Britain’s fraud office charges two bankers in Libor manipulation scandal
Britain’s Serious Fraud Office said Monday that two former brokers have been charged with conspiring to manipulate the Libor interbank lending rate.
“Terry Farr and James Gilmour, former brokers at RP Martin Holdings Limited, have today been charged with offences of conspiracy to defraud in connection with the investigation by the Serious Fraud Office into the manipulation of Libor,” the SFO said in a statement.
The men will appear in court at a later date, it said, adding that its probe into Libor manipulation would continue.
Gilmour, 48, was charged with one count of conspiracy to defraud. Farr, 41, was charged with two counts of the same offence.

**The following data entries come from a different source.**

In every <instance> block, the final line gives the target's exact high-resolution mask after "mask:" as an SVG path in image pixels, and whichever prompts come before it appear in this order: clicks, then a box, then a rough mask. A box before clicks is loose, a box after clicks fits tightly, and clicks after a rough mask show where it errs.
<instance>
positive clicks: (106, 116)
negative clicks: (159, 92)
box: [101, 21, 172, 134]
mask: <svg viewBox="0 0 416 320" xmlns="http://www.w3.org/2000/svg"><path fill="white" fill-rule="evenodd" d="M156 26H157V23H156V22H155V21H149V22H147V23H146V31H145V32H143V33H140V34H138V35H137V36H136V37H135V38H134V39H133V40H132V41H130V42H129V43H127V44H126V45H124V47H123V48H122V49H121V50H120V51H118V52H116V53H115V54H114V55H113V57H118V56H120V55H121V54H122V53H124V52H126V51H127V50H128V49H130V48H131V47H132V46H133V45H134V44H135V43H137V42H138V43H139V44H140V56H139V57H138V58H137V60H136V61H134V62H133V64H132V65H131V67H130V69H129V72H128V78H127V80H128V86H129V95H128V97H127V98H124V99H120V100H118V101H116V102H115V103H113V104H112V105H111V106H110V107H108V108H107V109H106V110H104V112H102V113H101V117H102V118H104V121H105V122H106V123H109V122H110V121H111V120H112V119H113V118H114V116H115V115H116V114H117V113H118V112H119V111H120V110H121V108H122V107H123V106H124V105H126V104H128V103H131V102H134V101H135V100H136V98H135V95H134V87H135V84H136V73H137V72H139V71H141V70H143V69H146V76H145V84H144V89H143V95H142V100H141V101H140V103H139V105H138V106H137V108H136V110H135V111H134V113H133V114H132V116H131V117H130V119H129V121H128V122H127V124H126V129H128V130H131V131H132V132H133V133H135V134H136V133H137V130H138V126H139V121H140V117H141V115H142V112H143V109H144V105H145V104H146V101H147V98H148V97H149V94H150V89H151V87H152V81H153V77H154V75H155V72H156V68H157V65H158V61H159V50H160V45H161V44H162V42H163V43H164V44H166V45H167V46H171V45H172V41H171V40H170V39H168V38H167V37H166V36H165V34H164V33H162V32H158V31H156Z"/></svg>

The development comes after the SFO filed similar charges against former UBS and Citigroup trader Tom Hayes last month.
All three men were arrested in Britain last December as part of the investigation.
Libor is calculated daily, using estimates from banks of their own interbank rates. However, the system has been found to be open to abuse, with some traders lying about borrowing costs to boost trading positions or make their bank seem more secure.
The Libor scandal erupted last year when British bank Barclays was fined £290 million ($470 million, 363 million euros) by British and US regulators for attempted manipulation of Libor and Euribor interbank rates between 2005 and 2009.
Royal Bank of Scotland and Swiss lender UBS have also received heavy fines over alleged rigging of Libor. Euribor is the eurozone equivalent.
Libor or the London Interbank Offered Rate is the umbrella term for benchmark rates that underpin the terms of 500 trillion US dollars (£320 trillion) of contracts from mortgages to the cost of corporate lending.
Last week meanwhile, Britain announced that NYSE Euronext, the owner of the New York Stock Exchange, would take over management of Libor early next year.
That followed a review which recommended that industry body the British Bankers’ Association (BBA) should be stripped of its responsibility for setting Libor after widespread rate-rigging was found to have taken place.